Il y a lieu enfin d'interpréter l'article 90 CE en ce sens qu'il s'oppose à une réglementation nationale, selon laquelle la valeur imposable d'un véhicule d'occasion aux fins de la taxe sur les véhicules est déterminée en fonction du stade de commercialisation, la valeur imposable n'étant diminuée qu'à l'expiration d'un délai de six mois et ladite détermination s'effectuant de la manière linéaire qui a été appliquée dans l'affaire au principal.

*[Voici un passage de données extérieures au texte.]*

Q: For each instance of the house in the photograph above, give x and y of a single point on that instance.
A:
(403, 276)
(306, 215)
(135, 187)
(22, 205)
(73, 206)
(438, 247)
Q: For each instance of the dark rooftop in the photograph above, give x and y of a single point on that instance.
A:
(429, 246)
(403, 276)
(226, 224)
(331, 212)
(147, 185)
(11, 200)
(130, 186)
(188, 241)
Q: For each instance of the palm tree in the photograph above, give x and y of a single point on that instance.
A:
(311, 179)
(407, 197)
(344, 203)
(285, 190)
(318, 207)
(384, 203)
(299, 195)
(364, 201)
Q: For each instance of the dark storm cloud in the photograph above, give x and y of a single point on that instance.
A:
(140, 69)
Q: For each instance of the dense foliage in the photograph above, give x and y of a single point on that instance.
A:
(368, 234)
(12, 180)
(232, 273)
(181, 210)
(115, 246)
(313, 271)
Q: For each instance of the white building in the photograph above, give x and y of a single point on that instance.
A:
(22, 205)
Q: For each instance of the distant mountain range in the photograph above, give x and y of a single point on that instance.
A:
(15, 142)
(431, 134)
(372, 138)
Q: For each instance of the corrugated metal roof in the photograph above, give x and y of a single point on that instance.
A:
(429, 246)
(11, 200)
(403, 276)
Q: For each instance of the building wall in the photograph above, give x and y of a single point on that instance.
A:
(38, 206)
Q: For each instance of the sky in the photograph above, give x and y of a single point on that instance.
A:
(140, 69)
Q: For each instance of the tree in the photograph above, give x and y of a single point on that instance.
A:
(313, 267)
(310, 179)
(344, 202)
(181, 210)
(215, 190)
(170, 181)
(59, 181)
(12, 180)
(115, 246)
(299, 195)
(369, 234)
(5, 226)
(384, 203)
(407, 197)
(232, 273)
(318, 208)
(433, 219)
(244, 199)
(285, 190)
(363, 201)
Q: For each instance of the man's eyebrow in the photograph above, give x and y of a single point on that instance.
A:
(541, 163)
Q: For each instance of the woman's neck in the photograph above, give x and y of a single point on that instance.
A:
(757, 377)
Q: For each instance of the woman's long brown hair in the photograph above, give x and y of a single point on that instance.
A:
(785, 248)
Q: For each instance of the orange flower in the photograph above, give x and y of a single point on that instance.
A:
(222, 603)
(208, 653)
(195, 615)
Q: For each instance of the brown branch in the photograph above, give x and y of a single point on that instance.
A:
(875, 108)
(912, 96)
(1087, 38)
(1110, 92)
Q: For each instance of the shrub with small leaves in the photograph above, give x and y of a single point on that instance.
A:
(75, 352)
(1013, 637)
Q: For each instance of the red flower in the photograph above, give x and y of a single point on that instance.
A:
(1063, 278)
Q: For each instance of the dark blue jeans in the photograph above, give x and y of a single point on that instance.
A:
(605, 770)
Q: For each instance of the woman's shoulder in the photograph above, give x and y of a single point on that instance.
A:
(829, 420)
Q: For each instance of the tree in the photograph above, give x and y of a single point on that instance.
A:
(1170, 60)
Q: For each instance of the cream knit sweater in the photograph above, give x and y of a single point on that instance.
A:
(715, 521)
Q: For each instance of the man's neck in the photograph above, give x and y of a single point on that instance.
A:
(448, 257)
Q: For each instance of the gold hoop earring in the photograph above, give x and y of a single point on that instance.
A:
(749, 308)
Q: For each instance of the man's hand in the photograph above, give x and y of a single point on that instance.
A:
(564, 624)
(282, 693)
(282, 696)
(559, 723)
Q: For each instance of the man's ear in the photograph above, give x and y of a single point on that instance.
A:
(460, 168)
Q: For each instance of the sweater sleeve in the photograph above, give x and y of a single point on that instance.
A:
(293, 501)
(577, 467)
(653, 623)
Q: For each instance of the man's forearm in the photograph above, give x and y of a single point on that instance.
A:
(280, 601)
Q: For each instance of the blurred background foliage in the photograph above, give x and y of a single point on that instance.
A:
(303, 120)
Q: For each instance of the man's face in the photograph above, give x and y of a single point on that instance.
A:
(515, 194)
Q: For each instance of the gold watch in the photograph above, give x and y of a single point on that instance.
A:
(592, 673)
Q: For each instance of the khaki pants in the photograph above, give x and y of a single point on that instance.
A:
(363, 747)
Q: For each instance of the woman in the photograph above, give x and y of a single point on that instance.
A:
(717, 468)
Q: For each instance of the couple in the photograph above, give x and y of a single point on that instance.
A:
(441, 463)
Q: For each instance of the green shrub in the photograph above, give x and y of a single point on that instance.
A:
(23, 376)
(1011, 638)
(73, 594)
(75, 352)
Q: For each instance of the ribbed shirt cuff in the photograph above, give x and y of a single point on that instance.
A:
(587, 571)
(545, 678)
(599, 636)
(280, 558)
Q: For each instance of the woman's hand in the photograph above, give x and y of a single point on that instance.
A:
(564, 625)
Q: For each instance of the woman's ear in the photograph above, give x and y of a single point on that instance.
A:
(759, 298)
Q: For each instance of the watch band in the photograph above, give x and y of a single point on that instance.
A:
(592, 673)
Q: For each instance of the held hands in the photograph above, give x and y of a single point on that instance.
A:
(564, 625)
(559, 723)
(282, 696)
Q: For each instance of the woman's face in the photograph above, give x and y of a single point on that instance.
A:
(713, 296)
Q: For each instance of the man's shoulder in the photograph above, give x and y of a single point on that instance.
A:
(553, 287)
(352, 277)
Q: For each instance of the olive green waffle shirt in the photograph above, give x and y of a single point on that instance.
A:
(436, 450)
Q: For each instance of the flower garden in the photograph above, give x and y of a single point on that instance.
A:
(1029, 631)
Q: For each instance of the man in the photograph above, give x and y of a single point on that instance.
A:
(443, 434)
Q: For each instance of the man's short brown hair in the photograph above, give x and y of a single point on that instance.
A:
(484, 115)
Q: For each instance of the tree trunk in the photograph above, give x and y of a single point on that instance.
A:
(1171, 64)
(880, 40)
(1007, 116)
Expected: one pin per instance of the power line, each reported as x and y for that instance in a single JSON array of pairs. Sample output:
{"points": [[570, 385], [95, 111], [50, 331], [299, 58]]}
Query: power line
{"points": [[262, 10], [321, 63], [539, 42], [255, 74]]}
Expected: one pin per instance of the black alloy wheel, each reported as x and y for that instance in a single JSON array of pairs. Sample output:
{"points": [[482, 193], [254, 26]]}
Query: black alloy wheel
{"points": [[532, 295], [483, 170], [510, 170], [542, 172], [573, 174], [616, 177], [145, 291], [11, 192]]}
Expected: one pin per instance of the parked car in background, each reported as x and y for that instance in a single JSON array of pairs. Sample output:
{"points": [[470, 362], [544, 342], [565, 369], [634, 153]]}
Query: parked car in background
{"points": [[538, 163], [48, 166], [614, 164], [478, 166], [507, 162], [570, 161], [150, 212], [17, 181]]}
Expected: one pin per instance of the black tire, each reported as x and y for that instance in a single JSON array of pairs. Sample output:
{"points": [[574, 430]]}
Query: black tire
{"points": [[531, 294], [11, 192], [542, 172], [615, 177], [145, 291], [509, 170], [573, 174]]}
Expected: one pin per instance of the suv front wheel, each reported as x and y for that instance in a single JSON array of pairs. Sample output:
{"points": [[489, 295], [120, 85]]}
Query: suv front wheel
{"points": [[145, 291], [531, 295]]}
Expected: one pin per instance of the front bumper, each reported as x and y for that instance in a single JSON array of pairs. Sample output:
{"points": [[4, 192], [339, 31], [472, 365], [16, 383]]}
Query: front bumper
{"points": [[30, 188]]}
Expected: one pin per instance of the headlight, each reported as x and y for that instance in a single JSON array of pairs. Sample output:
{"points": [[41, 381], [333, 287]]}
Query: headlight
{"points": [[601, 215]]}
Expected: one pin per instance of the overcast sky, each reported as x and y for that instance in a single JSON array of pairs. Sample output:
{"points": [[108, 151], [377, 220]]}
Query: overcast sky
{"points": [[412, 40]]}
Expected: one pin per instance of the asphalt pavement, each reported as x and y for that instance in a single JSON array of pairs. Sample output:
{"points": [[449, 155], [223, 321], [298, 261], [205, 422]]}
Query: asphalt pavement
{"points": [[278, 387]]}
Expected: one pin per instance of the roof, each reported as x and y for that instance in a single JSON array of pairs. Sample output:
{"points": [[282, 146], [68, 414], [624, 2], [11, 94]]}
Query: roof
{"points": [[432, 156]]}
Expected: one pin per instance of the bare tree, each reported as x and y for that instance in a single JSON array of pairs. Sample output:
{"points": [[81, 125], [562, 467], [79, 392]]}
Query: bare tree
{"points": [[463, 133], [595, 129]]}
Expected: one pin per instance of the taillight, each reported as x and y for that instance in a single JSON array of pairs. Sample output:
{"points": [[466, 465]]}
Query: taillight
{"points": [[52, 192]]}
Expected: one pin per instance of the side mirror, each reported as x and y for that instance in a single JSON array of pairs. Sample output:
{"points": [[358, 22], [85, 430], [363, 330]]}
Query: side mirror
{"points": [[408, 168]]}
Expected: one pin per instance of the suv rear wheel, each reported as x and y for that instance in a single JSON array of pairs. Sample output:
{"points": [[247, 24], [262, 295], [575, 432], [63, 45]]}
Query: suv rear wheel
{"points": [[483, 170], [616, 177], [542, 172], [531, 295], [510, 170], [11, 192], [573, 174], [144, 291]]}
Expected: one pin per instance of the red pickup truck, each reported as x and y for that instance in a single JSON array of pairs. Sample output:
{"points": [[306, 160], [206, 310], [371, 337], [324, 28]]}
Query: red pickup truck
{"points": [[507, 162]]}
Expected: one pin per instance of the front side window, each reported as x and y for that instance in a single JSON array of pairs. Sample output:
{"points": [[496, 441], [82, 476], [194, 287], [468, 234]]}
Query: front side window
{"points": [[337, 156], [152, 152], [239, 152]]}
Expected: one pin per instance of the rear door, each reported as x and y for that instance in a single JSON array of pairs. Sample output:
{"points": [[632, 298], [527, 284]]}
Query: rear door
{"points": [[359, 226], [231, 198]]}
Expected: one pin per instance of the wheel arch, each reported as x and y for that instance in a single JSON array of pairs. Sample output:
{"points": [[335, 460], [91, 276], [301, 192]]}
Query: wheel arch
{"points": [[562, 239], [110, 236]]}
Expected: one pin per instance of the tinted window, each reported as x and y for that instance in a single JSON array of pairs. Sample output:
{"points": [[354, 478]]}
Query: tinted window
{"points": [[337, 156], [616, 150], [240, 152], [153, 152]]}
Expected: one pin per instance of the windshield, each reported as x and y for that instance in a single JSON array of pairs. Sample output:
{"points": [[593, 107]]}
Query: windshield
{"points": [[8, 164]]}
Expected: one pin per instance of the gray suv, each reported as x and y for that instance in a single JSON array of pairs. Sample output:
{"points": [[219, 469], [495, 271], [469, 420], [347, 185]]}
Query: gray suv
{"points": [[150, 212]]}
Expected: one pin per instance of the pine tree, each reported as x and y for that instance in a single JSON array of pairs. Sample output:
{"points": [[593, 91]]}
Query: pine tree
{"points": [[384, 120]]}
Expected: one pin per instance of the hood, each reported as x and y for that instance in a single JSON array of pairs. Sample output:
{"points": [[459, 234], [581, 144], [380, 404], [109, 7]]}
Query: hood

2) Il y a lieu de répondre aux quatrième et cinquième questions qu'il convient d'interpréter la sixième directive 77/388/CEE du Conseil, du 17 mai 1977, en matière d'harmonisation des législations des États membres relatives aux taxes sur le chiffre d'affaires Système commun de taxe sur la valeur ajoutée: assiette uniforme, en ce sens qu'une taxe dénommée taxe sur la valeur ajoutée telle que celle en cause dans l'affaire au principal ne saurait être considérée comme une taxe sur la valeur ajoutée au sens de la sixième directive, mais comme un impôt ou une taxe autorisée par l'article 33 de cette même directive.

Il y a lieu de répondre à la sixième question qu'il convient d'interpréter l'article 90 CE en ce sens qu'une taxe dénommée taxe sur la valeur ajoutée comme celle de l'affaire au principal est discriminatoire au sens de cet article dans la mesure où elle excède le montant de la taxe résiduelle incorporé dans la valeur d'un véhicule d'occasion qui se trouve déjà dans l'État membre en cause et pour lequel ladite taxe a déjà été acquittée.»